Warning: This article contains spoilers for A Song of Ice and Fire and the latest episode of Game of Thrones.
Last night on Game of Thrones, bisexual badass Oberyn Martell, the Red Viper of Dorne, had Gregor Clegane, the Mountain That Rides, on his back, hamstrung and speared in the gut in the trial-by-combat to determine Tyrion Lannister’s guilt or innocence in the murder of Joffrey Baratheon. Oberyn Martell stood over Gregor Clegane and demanded a confession of guilt for the rape and murder of his sister Elia and her children years before. Oberyn gets his confession, but only as the Mountain punches out his teeth, thumbs in his eyes, and crushes his skull with his bare hands.
GIF via Reddit
Fans’ reactions were swift and horrified. Facebook statuses and tweets poured in all night, each more disturbed than the last, while redditors turned to their dedicated subreddit to commiserate with one another. But is there a method to the madness?
Oberyn’s death is so upsetting not only for its brutality but also because viewers (and readers) came to believe that Oberyn knew how to play the game. In the books, Oberyn is an even more well-developed character by the time he meets his end, and readers are given to understand that he can (and has) matched any Lannister for cunning and cruelty. Like Tyrion said, you don’t get a nickname like “The Red Viper of Dorne” for nothing.
Like Robb Stark, Oberyn is out for justice. But unlike Robb Stark, Oberyn has no higher aspirations to rule, no apparent desire for power. This is a man the audience can root for—especially now that we think we’ve learned our lesson, after all. We think we get it; we think he gets it. Oberyn, like Arya Stark, simply wants to kill the people who have hurt him. We think, at last, we can recognize which characters have the ruthlessness to survive in this world and which do not. Or, at least I do (did?).

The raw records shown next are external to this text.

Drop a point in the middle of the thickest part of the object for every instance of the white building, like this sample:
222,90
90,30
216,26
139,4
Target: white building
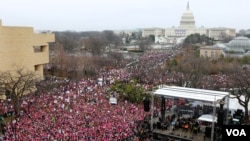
187,27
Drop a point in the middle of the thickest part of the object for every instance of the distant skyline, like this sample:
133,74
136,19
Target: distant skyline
98,15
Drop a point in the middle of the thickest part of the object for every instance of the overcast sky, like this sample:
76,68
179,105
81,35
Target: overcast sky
89,15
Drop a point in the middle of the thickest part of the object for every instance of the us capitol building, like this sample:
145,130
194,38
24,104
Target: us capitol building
187,27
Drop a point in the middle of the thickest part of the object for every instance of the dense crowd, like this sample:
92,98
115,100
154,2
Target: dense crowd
81,110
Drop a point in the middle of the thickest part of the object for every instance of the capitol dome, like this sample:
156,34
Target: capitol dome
240,43
187,19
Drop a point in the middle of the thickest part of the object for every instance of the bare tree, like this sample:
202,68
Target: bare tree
239,84
95,46
18,83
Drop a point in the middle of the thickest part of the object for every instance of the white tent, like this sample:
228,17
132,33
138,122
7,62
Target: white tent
208,118
191,93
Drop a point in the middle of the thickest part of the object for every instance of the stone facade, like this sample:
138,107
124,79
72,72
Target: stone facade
187,27
22,47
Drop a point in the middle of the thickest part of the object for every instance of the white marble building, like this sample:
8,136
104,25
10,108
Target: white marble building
187,27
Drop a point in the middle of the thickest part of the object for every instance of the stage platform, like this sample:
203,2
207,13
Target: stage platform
179,134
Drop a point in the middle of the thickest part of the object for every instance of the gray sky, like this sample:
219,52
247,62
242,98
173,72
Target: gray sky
87,15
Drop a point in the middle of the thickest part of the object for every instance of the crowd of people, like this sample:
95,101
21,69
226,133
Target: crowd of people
76,111
81,110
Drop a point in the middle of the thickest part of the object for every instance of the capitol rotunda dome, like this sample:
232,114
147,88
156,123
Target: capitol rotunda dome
187,19
240,43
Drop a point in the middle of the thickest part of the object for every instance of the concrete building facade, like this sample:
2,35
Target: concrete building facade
22,47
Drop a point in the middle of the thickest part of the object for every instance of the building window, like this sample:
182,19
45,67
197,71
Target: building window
39,48
212,54
37,67
206,54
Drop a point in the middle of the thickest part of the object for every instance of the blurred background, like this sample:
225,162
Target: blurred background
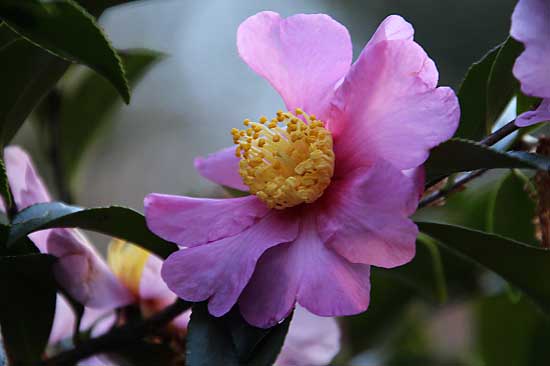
185,105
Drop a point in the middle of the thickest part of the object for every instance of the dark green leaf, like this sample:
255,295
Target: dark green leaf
472,96
522,265
245,337
497,203
208,340
424,273
229,340
64,28
120,222
81,122
502,85
513,209
526,103
145,353
28,74
4,185
96,7
507,333
458,155
265,354
27,306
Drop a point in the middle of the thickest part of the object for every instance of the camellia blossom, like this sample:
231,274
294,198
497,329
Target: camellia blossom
311,340
79,268
333,181
531,26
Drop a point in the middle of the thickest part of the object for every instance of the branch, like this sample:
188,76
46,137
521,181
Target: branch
500,133
490,140
119,336
53,102
437,195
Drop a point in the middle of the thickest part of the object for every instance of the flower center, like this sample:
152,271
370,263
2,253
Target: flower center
286,161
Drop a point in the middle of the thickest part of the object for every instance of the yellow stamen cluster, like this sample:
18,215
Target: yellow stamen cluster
127,262
287,160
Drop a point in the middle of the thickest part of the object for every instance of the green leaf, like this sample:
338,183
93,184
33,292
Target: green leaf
501,84
27,306
28,74
507,333
96,7
120,222
472,96
81,122
513,209
265,354
424,273
500,204
458,155
526,103
65,29
4,185
208,340
522,265
229,340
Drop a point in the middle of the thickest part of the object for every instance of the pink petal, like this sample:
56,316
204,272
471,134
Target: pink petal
541,114
192,221
222,167
63,322
219,271
151,285
366,220
392,28
302,56
418,178
389,108
98,321
26,185
154,293
311,340
306,271
82,273
531,26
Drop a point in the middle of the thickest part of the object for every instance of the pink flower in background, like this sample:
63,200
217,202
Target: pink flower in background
79,269
332,183
531,26
311,340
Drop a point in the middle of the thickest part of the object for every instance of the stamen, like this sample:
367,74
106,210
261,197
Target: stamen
286,161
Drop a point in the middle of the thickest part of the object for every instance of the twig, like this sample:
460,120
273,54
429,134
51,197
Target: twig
118,336
454,187
500,133
53,124
490,140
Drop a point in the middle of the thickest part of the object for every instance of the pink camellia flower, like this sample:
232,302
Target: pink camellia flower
333,181
311,340
79,269
531,26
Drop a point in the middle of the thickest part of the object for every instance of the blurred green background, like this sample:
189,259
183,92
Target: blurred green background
186,105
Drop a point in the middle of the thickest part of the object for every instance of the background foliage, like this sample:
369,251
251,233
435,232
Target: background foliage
478,254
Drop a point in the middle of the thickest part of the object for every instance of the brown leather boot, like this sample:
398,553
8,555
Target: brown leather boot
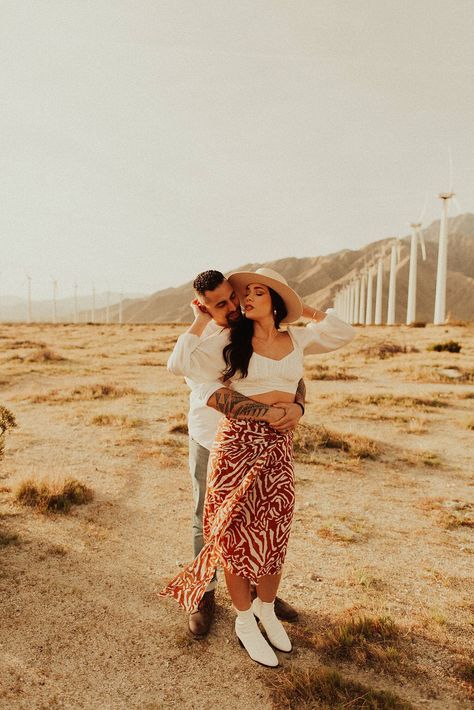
199,622
283,610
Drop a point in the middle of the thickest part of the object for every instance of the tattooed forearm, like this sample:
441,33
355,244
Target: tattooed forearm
237,406
300,395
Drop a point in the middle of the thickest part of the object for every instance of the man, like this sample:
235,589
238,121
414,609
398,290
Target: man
215,308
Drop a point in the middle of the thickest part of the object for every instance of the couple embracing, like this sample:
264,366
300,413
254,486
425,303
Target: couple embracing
247,396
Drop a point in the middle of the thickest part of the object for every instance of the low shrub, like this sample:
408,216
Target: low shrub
55,497
308,439
7,421
299,688
450,346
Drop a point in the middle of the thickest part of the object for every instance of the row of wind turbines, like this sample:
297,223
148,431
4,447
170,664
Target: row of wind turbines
87,314
354,302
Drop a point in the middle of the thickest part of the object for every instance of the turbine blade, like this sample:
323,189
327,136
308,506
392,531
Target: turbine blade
457,203
451,178
423,210
422,242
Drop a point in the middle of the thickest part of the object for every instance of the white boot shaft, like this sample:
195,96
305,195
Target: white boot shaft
252,640
274,629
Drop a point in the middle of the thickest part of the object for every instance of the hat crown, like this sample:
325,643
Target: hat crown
271,274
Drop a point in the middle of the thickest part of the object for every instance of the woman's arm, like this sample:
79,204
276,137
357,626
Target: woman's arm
237,406
325,332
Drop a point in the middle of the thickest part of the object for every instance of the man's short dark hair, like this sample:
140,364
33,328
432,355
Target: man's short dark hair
207,281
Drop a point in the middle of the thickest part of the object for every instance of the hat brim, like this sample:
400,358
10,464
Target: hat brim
239,281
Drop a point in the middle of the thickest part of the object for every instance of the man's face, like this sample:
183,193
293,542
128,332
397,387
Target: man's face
222,304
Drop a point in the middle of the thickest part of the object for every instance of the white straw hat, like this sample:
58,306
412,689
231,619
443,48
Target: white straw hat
239,281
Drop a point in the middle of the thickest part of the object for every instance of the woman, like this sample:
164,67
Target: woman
250,487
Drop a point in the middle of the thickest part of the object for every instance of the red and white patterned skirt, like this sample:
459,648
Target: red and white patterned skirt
248,511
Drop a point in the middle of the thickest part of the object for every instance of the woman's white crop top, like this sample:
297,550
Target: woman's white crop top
200,359
266,375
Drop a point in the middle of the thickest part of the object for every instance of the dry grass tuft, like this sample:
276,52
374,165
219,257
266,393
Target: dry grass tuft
425,458
365,640
53,496
449,373
7,422
23,344
7,538
390,400
178,424
308,439
465,671
450,346
83,393
45,354
323,372
121,420
386,349
298,688
452,514
415,426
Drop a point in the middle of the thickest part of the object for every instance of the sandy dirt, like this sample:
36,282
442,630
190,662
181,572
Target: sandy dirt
81,624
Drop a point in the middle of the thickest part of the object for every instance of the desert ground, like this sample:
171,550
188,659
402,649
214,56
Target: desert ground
380,563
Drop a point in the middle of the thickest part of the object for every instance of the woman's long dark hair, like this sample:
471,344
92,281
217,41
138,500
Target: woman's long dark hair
238,352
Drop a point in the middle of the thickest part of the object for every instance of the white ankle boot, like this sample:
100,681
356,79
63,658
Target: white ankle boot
274,629
252,640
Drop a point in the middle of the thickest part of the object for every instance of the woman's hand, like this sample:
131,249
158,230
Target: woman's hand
291,416
201,318
313,313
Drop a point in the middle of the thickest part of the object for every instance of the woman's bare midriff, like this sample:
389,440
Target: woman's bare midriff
273,397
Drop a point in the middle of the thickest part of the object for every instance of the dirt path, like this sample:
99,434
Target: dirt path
81,624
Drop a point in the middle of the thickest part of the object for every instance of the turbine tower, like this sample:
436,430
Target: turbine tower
441,274
93,305
362,300
121,309
28,278
378,293
55,293
75,303
368,309
392,284
356,301
416,236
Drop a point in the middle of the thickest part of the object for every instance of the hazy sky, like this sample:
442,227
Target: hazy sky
144,141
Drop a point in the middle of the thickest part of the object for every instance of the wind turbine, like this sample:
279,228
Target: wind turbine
55,293
392,284
93,305
416,236
378,292
362,299
368,309
356,300
75,303
28,279
442,271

As awful as George R.R. Martin is to his characters, I’d like to believe that there is a pattern to all of this death and suffering. He’s not just killing off your favorite characters for fun. If that were the case, readers and viewers would not stick with the series. There is a logic, horrible though it may be, to all of this violence; it is neither coincidence nor sadism that the characters toward whom we feel the most affection ultimately suffer the most.
GIF via Reddit
Oberyn visits Tyrion in his cell before the trial by combat and tells him the story of Elia Martell. He tells him that he has come to King’s Landing to spill Lannister blood, starting with Gregor Clegane. “If you want justice, you’ve come to the wrong place,” Tyrion tells Oberyn. Tyrion, of course, is right: Oberyn was dead the instant he had the chance to cut the Mountain’s throat and chose not to, instead madly demanding a confession that on some level he must have known he would never receive. “Maybe I could take him, dancing around until he’s so tired of hacking at me he drops his sword. Get him off his feet somehow,” Bronn had said to Tyrion earlier, describing what it might take to defeat the Mountain. “But one misstep, and I’m dead.” Oberyn’s misstep is in seeking justice rather than simply vengeance.

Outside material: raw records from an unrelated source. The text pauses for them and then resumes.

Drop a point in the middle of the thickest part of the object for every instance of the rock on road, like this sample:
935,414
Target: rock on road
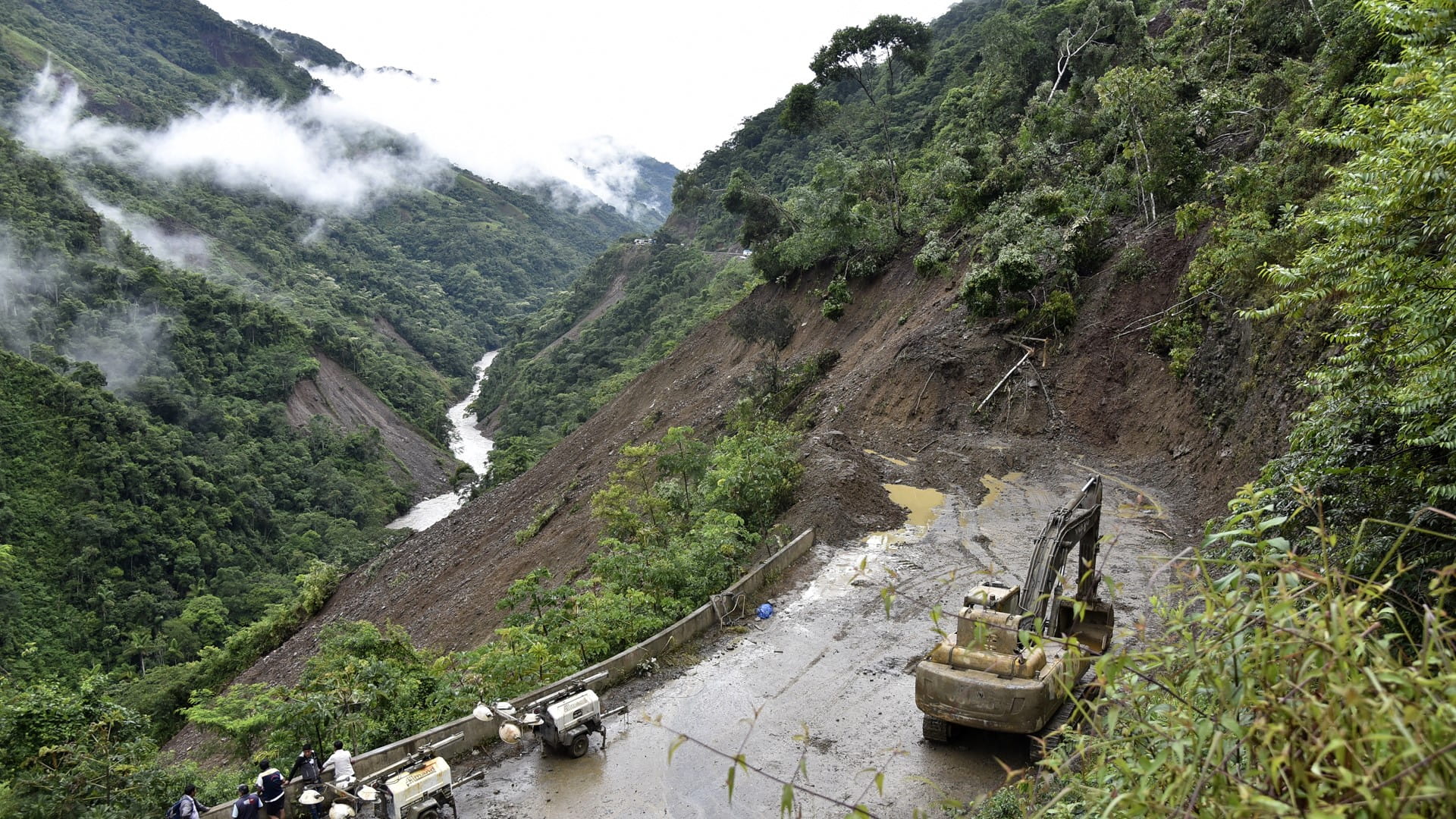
826,676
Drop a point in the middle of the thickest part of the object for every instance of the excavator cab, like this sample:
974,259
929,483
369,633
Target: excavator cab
1018,653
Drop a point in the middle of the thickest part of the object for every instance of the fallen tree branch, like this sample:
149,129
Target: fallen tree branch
1017,366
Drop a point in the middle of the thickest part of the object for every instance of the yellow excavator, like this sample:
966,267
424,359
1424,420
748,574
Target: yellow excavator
1018,654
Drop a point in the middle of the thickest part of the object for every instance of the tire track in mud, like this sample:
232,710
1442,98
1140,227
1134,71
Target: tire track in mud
823,681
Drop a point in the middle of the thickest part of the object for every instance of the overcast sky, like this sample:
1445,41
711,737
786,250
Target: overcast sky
670,79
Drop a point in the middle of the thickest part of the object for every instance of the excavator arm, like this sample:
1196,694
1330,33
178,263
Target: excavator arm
1074,525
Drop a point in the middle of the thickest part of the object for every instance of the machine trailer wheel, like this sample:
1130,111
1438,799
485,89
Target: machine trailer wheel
579,746
935,730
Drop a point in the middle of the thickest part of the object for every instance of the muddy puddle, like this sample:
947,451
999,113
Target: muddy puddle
824,679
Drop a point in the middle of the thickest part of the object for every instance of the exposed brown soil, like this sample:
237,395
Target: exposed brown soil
909,379
341,397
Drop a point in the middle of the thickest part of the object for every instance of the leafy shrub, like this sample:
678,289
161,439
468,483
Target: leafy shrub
1282,687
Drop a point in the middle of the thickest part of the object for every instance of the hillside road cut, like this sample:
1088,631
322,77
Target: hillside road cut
829,676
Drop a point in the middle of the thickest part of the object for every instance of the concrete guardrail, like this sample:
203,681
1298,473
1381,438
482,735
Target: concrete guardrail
618,668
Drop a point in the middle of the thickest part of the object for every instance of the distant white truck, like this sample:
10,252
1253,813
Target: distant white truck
564,720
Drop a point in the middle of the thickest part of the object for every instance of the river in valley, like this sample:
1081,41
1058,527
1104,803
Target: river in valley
469,445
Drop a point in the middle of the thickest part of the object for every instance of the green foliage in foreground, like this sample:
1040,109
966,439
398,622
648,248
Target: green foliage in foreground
682,519
1282,687
88,749
1383,259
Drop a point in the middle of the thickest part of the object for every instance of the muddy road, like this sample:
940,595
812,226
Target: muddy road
827,676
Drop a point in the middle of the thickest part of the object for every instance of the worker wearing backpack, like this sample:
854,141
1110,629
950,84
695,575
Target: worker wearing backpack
270,787
246,805
188,806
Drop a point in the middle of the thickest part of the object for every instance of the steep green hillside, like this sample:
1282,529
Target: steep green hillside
155,500
626,312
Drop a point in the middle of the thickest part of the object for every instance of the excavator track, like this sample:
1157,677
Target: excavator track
1046,741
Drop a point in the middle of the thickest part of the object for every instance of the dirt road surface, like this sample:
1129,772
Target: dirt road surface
833,668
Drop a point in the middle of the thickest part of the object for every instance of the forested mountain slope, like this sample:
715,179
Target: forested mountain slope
1187,212
190,232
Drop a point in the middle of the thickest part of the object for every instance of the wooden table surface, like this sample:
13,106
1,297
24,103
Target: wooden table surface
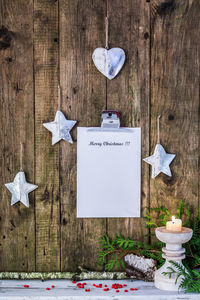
66,290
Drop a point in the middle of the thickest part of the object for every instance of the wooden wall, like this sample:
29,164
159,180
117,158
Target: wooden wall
43,42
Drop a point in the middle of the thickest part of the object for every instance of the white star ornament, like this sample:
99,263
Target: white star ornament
160,161
20,189
60,128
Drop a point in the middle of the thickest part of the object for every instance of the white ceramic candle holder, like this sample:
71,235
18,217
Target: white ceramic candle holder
172,252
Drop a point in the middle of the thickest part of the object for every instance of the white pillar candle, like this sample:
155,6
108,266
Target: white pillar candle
174,225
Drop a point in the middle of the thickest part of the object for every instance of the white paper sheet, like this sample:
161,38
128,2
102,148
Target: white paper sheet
108,172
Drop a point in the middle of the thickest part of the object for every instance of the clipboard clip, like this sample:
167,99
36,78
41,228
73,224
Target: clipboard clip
110,119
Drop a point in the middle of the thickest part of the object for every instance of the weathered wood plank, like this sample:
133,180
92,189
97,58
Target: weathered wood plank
129,91
17,236
175,95
47,156
84,97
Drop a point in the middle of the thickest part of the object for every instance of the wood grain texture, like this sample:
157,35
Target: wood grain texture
129,92
84,97
175,95
47,156
44,40
17,227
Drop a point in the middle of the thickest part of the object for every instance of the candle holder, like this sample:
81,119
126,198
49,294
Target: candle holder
172,252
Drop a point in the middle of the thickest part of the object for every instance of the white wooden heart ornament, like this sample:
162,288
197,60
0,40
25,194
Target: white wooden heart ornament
109,62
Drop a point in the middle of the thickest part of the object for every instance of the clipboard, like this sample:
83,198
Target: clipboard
108,169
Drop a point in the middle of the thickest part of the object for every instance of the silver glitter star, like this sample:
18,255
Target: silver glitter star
20,189
60,128
160,161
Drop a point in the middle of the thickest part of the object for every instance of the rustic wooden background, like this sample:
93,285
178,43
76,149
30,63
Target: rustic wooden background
44,41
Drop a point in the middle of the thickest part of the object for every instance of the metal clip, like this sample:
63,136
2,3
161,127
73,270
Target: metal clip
110,119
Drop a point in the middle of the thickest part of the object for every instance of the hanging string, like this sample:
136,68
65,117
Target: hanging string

“Given the opportunity, what do we do to those who’ve hurt the ones we love?” Littlefinger asks of Sansa Stark. In Westeros the answer is this: You can seek justice, and you may receive it, or you may end up getting your skull exploded while your paramour watches, justice being little more than a word used by the powerful to legitimize their actions. Or you can seek vengeance, as Arya Stark does: One way or another, you kill the people who have hurt you and the ones you love. Arya Stark has no interest in confessions, because Arya Stark knows firsthand that there is no justice in King’s Landing or anywhere in Westeros. She just wants people to die; it doesn’t really matter how.
GIF via Reddit
There is, however, a slight twist in all of this, and if you have not read the books through A Dance with Dragons, be warned that there are slight spoilers ahead (slight because they are only relevant to the fate of Ser Gregor Clegane). After the trial, the Mountain falls ill; the blade of Oberyn’s spear was poisoned. The Mountain suffers, long and loudly, before dying. So it is that Oberyn does receive vengeance, posthumously, and casts his action (or inaction) during the duel in a different light. Tyene Sand, one of Oberyn’s bastard daughters, confirms that a mere scratch from a blade laced with this particular poison would be deadly enough to kill.

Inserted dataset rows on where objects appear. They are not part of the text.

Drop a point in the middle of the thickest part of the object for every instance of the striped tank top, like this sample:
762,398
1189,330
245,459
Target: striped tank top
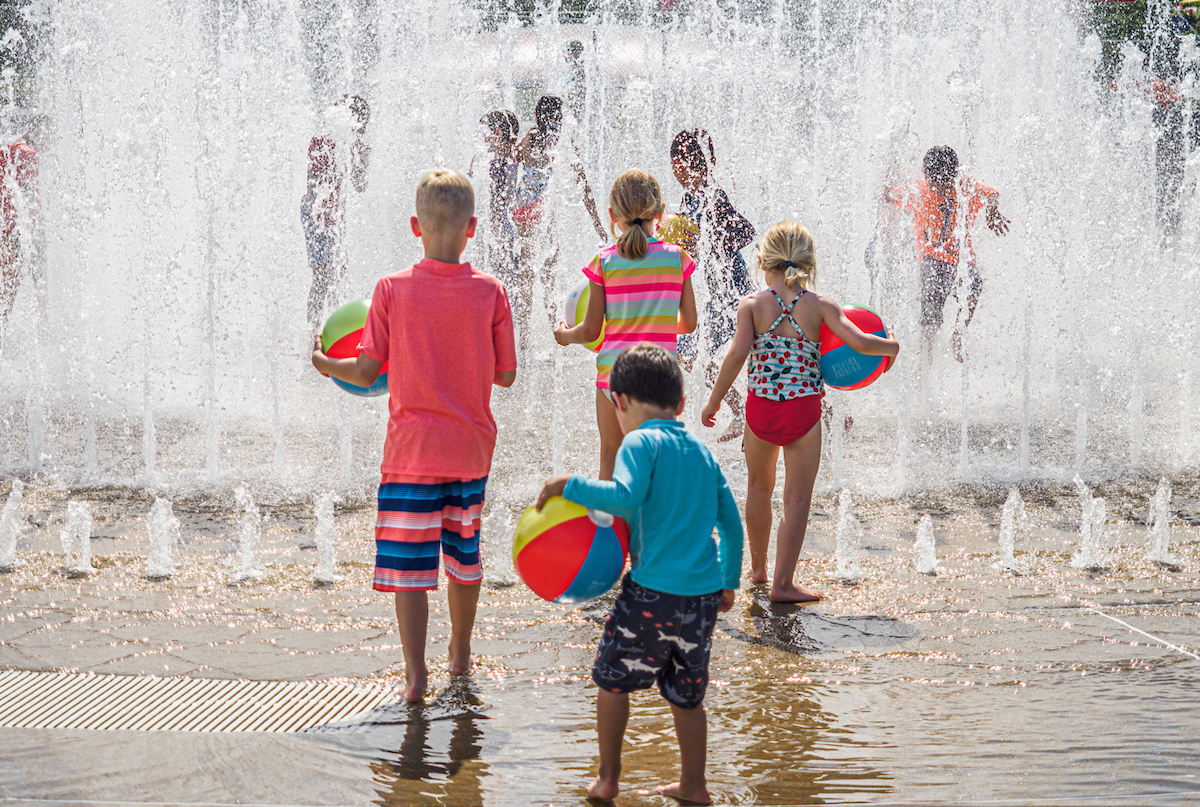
641,299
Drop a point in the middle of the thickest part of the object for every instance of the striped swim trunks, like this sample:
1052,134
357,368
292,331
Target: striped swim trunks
420,518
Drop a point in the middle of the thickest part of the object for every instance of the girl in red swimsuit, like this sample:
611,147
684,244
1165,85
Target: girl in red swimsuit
779,329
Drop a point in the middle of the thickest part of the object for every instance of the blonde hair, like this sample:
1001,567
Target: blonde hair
789,247
444,199
635,198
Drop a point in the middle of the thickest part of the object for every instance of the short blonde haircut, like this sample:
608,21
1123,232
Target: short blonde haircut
444,199
635,198
789,247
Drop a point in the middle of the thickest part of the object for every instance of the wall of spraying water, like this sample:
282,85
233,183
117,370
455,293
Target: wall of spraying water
171,346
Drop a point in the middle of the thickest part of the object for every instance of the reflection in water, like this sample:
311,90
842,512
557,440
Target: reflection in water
448,767
805,631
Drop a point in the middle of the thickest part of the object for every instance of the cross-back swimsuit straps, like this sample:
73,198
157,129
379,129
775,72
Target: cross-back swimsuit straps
785,383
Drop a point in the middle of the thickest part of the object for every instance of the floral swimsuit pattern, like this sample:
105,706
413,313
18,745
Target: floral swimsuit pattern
784,368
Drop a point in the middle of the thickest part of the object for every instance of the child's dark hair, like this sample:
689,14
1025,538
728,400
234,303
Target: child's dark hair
549,112
502,121
360,108
941,163
694,147
648,374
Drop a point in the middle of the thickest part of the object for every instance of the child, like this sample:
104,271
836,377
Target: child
784,399
331,155
934,202
640,286
660,628
723,232
448,332
499,243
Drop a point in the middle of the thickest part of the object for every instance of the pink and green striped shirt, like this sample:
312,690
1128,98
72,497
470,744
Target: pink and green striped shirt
641,299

Given this, we come to understand Oberyn’s choice not to cut the Mountain’s throat and be done with it in a different light. That is to say, Oberyn knows the Mountain is doomed—he knows that no matter what happens in the course of the duel, the Mountain will die. His mission is accomplished. He liberates himself to accuse Tywin Lannister of ordering the Mountain to do what he did, free to rage and to gesticulate wildly and ultimately to get himself killed. It’s selfish, really: He lets himself be consumed with his righteous rage, martyring himself needlessly, leaving his daughters without a father and his paramour without a partner (to say nothing of Tyrion).
“When you play the game of thrones, you win or you die,” Cersei says. Oberyn Martell, we come to understand, was playing a different game, his own game. But it did not keep him from dying.